Kim's rounds of 63, 64, 64 and his final-round 66 gave him the 72-hole tournament scoring record of 27-under 257, one better than three-time John Deere winner Steve Stricker's total of 258 in 2010. The win makes Kim the 10th first-time tour winner this season.
Kim, who not only overcame poor play of late but a grueling week full of weather delays, was understandably exasperated afterwards.
"I've been running on fumes the entire back nine," said Kim. "Just super thankful, thankful to my parents, to my team, my coaches, my friends, my family. It's been a tough first half of the year. To be able to finish out in style like this, it means a lot."
While he's had his moments this season, including three top-25 finishes, it's been more than tough for Kim. He had missed 14 of 22 cuts, made less than $300,000 and had shown nothing to indicate a week like this was coming. He had ranked inside the top 100 in only one major strokes-gained category (putting). At TPC Deere Run he ranked first in the same category, in addition to ranking first in total strokes-gained, putts per green in regulation and scrambling. He made just three bogeys all week, none of them coming in his final round.
"Even the last couple weeks I felt like the game was there, it's getting there, I just felt like I needed just a couple good starts to rounds or a couple good swings," he said. "I felt like it was going to switch, and I just got off to a great start on Thursday and kept it going on Sunday."
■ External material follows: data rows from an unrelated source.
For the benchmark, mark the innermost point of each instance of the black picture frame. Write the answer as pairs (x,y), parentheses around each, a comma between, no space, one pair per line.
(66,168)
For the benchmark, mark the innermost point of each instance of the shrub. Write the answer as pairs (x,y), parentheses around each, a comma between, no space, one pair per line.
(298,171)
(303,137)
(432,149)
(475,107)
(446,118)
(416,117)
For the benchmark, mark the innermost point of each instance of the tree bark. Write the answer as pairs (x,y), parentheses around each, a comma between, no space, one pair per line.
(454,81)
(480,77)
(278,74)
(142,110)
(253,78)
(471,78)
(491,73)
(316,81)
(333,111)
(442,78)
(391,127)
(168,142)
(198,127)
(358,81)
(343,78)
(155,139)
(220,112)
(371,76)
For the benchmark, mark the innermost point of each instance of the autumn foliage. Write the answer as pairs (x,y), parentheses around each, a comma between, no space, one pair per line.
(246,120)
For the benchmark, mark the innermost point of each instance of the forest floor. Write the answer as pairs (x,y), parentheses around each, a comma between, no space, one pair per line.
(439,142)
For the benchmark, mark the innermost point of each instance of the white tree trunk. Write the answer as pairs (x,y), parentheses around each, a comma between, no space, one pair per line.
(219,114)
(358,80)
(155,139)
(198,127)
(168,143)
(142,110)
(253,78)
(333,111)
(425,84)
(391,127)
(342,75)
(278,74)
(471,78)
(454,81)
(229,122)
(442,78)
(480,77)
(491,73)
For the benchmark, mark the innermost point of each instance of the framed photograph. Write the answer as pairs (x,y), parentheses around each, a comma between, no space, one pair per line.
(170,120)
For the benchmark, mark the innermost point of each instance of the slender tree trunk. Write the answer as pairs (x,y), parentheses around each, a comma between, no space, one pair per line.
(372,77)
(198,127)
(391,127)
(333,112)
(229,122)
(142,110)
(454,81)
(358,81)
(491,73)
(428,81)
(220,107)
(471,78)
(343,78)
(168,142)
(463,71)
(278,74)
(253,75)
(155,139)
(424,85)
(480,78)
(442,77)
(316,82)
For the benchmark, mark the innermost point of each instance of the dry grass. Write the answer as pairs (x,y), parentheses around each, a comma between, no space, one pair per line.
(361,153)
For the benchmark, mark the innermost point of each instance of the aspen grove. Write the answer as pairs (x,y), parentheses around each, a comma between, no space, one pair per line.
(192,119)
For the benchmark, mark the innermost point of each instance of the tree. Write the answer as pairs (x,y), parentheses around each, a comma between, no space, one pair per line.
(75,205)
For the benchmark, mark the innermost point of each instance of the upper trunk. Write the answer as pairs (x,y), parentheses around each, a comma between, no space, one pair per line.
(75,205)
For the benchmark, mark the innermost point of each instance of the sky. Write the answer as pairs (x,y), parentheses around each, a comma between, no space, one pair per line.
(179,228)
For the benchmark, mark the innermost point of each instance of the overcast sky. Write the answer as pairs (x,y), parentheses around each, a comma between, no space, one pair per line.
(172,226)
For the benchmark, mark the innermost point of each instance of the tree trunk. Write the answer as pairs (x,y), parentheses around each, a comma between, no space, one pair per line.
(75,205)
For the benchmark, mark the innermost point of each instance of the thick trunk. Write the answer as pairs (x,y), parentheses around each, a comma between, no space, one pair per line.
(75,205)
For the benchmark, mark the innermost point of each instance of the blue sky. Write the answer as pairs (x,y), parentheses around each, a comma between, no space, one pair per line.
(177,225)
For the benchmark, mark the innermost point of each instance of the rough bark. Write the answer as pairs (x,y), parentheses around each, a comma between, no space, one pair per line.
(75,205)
With the win, Kim earns the lone spot available this week for the Open Championship at Carnoustie, where he'll be making his first Open start and just his second major championship start. His first played in a major at the 2013 U.S. Open at Merion, where he tied for 17th to finish as low amateur.
Four players tied for second at 19-under 265, including Francesco Molinari, whose fine form of late makes him an intriguing player to watch at Carnoustie. It will be his 11th career start at the Open, where he's finished in the top 10 only once.
Harold Varner III finished in solo sixth thanks to a three-under 68 that got him to 18-under 266. It's his second consecutive finish of sixth or better, which he's never done in his tour career.